Background and purpose
Depression is common after stroke and is often treated with antidepressant medications (AD). ADs have also been hypothesised to improve stroke recovery, although recent randomised trials were neutral. We investigated the patterns of in-hospital AD initiation after ischaemic stroke and association with clinical and readmission outcomes.

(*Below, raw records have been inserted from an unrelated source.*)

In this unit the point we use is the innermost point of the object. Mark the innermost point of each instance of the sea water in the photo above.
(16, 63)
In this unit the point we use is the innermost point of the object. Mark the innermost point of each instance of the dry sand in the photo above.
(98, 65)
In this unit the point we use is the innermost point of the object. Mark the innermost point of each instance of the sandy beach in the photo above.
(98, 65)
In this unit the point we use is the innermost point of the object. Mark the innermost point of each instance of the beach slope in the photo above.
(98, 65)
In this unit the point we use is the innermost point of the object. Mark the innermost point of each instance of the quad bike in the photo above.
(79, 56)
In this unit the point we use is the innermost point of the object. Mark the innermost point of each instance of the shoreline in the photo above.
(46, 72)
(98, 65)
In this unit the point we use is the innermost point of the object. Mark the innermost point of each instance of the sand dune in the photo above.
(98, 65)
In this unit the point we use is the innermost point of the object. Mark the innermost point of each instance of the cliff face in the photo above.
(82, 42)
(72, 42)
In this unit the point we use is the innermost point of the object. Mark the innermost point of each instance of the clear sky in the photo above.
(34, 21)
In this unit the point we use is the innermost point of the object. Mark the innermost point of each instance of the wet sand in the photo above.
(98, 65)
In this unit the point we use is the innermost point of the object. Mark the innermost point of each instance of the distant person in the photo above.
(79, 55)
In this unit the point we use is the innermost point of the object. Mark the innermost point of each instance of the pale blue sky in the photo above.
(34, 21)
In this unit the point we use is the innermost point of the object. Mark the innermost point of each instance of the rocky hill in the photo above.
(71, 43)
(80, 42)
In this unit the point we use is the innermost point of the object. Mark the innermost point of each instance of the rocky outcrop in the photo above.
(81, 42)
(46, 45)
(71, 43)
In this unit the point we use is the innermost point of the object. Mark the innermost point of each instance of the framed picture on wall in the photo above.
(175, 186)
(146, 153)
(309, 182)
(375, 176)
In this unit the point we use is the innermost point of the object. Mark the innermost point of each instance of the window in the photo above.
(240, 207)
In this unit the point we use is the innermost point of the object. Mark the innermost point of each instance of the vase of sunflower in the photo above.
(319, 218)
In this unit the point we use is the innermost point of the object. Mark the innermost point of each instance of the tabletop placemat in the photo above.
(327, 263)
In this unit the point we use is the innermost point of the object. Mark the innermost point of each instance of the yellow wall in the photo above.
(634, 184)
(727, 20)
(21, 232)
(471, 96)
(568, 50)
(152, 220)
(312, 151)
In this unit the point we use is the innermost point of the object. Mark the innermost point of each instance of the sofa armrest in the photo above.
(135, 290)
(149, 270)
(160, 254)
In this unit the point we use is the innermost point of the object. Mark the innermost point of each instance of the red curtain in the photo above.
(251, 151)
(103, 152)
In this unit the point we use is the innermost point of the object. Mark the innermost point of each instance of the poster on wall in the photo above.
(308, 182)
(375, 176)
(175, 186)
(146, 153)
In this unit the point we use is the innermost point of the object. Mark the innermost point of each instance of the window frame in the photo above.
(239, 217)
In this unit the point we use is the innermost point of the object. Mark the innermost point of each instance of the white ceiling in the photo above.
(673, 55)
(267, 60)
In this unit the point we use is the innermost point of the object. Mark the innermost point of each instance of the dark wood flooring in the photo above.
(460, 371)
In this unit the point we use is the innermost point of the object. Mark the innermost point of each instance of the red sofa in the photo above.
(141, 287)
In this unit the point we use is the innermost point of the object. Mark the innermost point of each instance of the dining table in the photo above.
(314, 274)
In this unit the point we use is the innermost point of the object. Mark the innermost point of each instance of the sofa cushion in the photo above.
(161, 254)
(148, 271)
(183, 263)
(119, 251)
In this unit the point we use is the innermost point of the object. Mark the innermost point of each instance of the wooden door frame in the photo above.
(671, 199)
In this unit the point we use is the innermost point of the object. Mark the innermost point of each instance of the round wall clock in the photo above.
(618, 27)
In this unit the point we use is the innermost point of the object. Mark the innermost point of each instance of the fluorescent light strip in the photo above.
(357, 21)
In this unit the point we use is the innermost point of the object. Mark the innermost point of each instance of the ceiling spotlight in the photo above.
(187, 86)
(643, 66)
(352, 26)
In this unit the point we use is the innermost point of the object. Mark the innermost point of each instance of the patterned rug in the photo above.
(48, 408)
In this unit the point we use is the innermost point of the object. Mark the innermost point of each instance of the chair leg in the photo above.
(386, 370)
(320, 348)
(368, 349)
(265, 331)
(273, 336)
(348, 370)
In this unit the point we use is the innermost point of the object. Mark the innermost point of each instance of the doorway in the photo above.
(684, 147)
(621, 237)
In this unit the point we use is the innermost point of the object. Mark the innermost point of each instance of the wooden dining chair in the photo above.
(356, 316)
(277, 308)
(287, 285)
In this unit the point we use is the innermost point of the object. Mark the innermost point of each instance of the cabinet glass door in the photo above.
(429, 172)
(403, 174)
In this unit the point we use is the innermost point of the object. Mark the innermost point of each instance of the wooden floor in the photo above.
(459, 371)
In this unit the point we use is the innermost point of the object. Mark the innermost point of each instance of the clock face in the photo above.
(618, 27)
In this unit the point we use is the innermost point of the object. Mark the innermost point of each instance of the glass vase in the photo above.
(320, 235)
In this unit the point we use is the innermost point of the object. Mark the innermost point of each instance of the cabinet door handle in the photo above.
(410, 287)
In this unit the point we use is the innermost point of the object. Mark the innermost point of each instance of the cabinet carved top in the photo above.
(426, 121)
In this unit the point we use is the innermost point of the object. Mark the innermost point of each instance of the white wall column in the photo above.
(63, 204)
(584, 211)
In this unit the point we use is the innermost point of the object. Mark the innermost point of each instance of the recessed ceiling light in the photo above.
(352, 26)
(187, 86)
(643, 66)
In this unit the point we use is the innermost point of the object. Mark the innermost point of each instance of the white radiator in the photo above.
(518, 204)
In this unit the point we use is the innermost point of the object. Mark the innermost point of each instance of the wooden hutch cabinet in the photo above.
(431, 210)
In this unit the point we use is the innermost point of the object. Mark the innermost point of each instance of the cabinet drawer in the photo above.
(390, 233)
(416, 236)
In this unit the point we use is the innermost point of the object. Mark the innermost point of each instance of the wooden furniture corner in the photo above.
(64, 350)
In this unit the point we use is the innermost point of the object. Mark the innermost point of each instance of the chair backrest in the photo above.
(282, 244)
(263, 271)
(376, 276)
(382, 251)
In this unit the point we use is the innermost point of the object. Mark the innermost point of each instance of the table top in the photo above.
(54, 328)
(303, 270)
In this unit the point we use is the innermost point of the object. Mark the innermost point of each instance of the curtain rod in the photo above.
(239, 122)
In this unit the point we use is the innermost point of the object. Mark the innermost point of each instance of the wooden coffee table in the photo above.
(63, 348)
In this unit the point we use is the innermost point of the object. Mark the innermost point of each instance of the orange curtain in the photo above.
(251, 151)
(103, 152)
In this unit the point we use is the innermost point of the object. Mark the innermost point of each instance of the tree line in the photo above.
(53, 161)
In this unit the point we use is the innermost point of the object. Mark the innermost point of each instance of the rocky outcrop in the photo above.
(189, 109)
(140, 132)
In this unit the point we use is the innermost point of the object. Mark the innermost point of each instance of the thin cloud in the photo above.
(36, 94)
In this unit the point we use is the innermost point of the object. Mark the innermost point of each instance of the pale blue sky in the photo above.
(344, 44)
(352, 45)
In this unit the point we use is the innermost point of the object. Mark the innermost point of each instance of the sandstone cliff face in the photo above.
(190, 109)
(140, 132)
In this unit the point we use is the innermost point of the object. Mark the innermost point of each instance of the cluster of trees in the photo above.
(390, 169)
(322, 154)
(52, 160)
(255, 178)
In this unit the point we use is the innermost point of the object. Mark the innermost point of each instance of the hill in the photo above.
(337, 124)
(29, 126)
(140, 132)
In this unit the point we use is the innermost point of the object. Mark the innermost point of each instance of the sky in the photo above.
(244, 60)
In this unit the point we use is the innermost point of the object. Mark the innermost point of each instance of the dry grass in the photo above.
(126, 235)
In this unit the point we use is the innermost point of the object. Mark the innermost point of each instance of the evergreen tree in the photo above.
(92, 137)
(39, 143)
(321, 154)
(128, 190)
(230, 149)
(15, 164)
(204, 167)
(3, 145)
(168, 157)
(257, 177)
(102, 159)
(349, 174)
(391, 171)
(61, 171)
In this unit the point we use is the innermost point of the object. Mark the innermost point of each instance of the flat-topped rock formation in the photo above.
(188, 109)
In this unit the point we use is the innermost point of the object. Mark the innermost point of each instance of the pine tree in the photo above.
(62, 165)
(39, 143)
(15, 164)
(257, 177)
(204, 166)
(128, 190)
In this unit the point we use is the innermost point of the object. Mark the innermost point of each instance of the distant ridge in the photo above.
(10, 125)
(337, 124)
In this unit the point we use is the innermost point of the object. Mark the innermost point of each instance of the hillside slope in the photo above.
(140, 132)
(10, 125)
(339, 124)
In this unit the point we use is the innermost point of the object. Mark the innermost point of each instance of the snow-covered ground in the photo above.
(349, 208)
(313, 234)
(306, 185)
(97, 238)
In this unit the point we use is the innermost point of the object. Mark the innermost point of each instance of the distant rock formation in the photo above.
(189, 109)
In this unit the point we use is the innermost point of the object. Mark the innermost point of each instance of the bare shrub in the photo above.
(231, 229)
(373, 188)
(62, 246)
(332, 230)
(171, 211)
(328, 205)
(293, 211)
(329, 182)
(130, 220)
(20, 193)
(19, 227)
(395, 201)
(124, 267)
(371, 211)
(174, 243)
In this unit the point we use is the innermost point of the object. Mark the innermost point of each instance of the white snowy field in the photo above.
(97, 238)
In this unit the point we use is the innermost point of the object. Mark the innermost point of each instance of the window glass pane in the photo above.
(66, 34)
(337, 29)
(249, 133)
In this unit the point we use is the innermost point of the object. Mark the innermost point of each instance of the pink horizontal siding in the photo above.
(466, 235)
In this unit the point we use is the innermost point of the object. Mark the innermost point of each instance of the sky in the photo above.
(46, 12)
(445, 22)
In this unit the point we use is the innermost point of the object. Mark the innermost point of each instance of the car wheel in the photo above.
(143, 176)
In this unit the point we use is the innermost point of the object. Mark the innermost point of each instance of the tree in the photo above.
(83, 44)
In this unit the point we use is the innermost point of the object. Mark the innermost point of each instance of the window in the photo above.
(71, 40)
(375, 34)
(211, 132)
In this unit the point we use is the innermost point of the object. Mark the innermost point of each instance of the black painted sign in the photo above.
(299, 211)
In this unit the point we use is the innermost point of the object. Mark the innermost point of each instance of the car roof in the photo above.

All Medicare fee-for-service beneficiaries aged 65 or older hospitalised for ischaemic stroke in participating Get With The Guidelines-Stroke hospitals between April and December 2014 were eligible for this analysis. Outcome measures included days alive and not in a healthcare institution (home time), all-cause mortality and readmission within 1-year postdischarge. Propensity score (PS)-adjusted logistic regression models were used to evaluate the associations between AD use and each outcome measure. We also compared outcomes in patients prescribed selective serotonin reuptake inhibitors (SSRIs) AD versus those prescribed non-SSRI ADs.
Of 21 805 AD naïve patients included in this analysis, 1835 (8.4%) were started on an AD at discharge. Patients started on an AD had higher rates of depression and prior ischaemic stroke, presented with higher admission National Institutes of Health Stroke Scale score and were less likely to be discharged home. Similarly, patients started on an SSRI had lower rates of discharge to home. Adjusting for stroke severity, patients started on an AD had worse all-cause mortality, all-cause readmission, major adverse cardiac events, readmission for depression and decreased home-time. However, AD use was also associated with an increased risk for the sepsis, a falsification endpoint, suggesting the presence of residual confounding.
Patients with ischaemic stroke initiated on AD therapy are at increased risk of poor clinical outcomes and readmission even after PS adjustment, suggesting that poststroke depression requiring medication is a poor prognostic sign. Further research is needed to explore the reasons why depression is associated with worse outcome, and whether AD treatment modifies this risk or not.